FIG. 11 is a partially broken sectional view showing a surface light source device according to still another embodiment of the present invention.

FIG. 12 is a partially broken sectional view showing a surface light source device according to still another embodiment of the present invention.

FIG. 13 is a partially broken sectional view showing a surface light source device according to still another embodiment of the present invention.

FIG. 14 is a perspective view showing a light guide plate used in a surface light source device according to still another embodiment of the present invention.

FIG. 15 is a perspective view showing a light guide plate used in a surface light source device according to still another embodiment of the present invention.

FIG. 16 is a perspective view showing a light guide plate used in a surface light source device according to still another embodiment of the present invention.

FIG. 17 is an operation explanatory view of the embodiment.

FIG. 18 is a partially broken sectional view showing a surface light source device according to still another embodiment of the present invention.

FIG. 19 is a partially broken sectional view showing a surface light source device according to still another embodiment of the present invention.

FIG. 20 is a partially broken sectional view showing a surface light source device according to still another embodiment of the present invention.

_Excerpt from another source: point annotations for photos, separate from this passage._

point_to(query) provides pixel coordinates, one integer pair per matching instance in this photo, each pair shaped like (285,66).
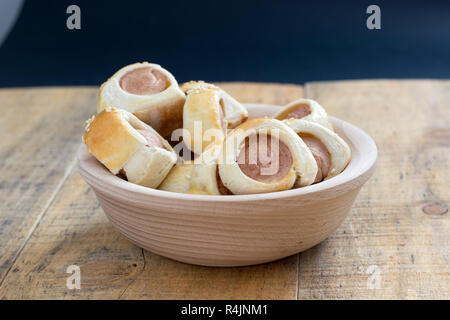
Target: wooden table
(395,243)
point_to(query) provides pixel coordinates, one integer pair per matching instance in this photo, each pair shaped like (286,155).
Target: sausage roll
(205,177)
(148,91)
(179,178)
(265,155)
(305,109)
(208,113)
(330,151)
(128,146)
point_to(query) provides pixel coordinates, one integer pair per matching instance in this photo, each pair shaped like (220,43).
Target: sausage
(321,155)
(302,111)
(265,168)
(143,81)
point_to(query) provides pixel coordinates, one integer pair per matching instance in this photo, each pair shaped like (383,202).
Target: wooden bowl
(233,230)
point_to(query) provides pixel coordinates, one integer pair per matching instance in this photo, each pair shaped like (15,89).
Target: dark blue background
(274,41)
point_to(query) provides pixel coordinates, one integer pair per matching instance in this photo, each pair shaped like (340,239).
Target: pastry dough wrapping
(302,172)
(162,111)
(310,110)
(208,113)
(338,149)
(112,138)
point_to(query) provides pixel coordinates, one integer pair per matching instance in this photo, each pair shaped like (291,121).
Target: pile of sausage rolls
(197,139)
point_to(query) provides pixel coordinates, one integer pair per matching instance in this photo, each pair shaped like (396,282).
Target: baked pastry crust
(179,178)
(162,111)
(338,149)
(302,173)
(317,112)
(214,109)
(112,138)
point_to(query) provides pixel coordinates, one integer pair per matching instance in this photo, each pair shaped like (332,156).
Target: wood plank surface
(395,243)
(70,228)
(40,130)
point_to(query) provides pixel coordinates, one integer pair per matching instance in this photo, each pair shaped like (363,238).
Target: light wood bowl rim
(354,176)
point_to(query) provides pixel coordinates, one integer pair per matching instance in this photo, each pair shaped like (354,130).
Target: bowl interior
(361,166)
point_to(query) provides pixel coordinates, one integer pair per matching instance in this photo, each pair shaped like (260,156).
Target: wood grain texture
(388,234)
(40,131)
(74,230)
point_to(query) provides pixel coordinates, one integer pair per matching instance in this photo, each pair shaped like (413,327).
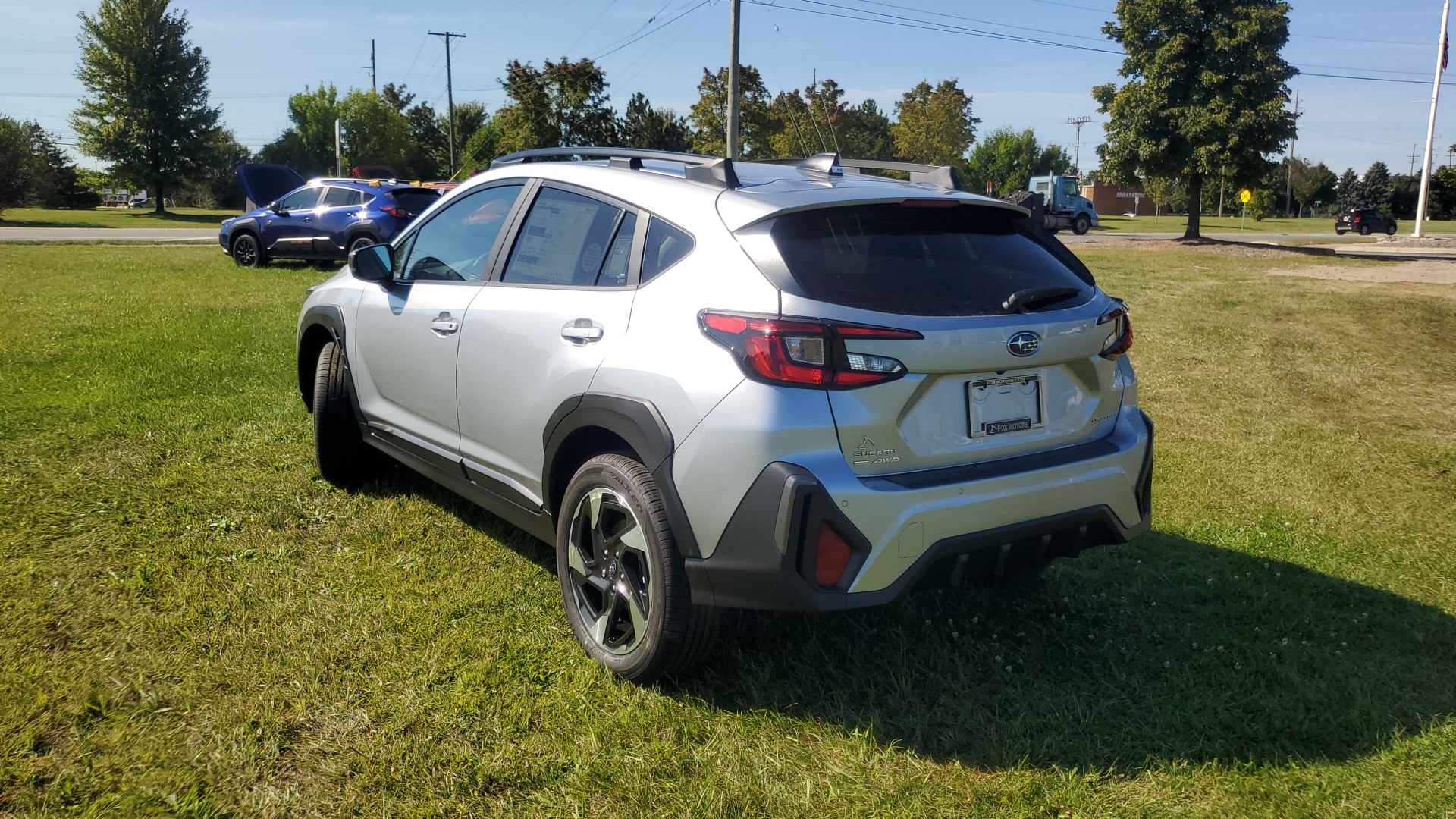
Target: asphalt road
(108,234)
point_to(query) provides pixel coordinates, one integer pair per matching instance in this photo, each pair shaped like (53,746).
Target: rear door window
(927,261)
(414,199)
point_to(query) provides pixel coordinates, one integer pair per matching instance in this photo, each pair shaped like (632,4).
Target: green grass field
(112,218)
(194,624)
(1231,224)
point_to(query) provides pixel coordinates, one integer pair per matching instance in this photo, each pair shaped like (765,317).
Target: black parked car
(1365,221)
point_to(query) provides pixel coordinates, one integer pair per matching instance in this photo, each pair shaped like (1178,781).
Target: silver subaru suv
(714,384)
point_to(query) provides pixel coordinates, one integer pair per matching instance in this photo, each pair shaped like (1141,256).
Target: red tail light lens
(1119,333)
(830,557)
(804,352)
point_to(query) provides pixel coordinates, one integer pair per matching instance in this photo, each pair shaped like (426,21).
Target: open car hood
(265,183)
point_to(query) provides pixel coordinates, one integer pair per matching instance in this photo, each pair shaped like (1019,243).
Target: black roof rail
(714,171)
(941,177)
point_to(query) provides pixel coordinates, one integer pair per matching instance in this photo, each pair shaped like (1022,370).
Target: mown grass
(1232,224)
(194,624)
(112,218)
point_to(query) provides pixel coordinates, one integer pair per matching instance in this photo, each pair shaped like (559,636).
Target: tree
(1008,159)
(934,124)
(564,104)
(1376,186)
(1164,193)
(308,146)
(1308,181)
(1206,91)
(710,115)
(1348,191)
(865,131)
(147,108)
(18,165)
(218,186)
(647,127)
(375,131)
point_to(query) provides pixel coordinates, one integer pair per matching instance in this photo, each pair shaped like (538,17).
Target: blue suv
(321,219)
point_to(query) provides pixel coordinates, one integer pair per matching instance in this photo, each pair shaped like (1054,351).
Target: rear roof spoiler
(712,171)
(941,177)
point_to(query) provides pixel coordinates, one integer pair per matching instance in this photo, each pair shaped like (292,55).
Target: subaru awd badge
(1024,344)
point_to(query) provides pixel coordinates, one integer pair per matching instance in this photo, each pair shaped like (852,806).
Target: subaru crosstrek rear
(737,385)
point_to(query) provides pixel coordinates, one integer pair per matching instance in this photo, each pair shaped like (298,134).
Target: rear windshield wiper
(1033,299)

FIG. 21 is a partially broken sectional view showing a surface light source device according to still another embodiment of the present invention.

[Explanation of symbols]

 Reference Signs List 42 light guide plate 46 diffusion pattern 51 point light source 58 effective area 59 ineffective area 63, 75 scattering pattern 73 scattering material 76 chamfered portion 82 light absorbing layer 85 light absorbing tape 87 paint with high light absorbing property

Claims (3)

[Claims] (1) confining light introduced from a light incident surface,
A light guide plate which is spread out in a plane and emitted from the light exit surface, a diffusion pattern formed on a surface opposite to the light exit surface of the light guide plate, and a light guide plate for allowing light to enter the light guide plate from the light incident surface. A light source device having a light source smaller than the width of the light incident surface, wherein the light guide plate has a non-effective area located outside an effective area for emitting light used as a light source. A surface light source device comprising means for scattering light reaching an effective area. 2. A method for confining light introduced from a light incident surface,
A light guide plate that is spread out in a planar shape and emitted from the light emission surface, a diffusion pattern formed on a surface of the light guide plate opposite to the light emission surface, and a light guide for allowing light to enter the light guide plate from the light incident surface. A light source device having a light source smaller than the width of the light incident surface, wherein the light guide plate has a non-effective area located outside an effective area for emitting light used as a light source. A surface light source device comprising means for absorbing light reaching an effective area. 3. A method for confining light introduced from a light incident surface,
A light guide plate that is spread out in a planar shape and emitted from the light emission surface, a diffusion pattern formed on a surface of the light guide plate opposite to the light emission surface, and a light guide for allowing light to enter the light guide plate from the light incident surface. A light source device having a light source smaller than the width of the light incident surface, wherein the light guide plate has a non-effective area located outside an effective area for emitting light used as a light source. A surface light source device comprising means for transmitting light reaching an effective area to the outside of the light guide plate in a non-effective area.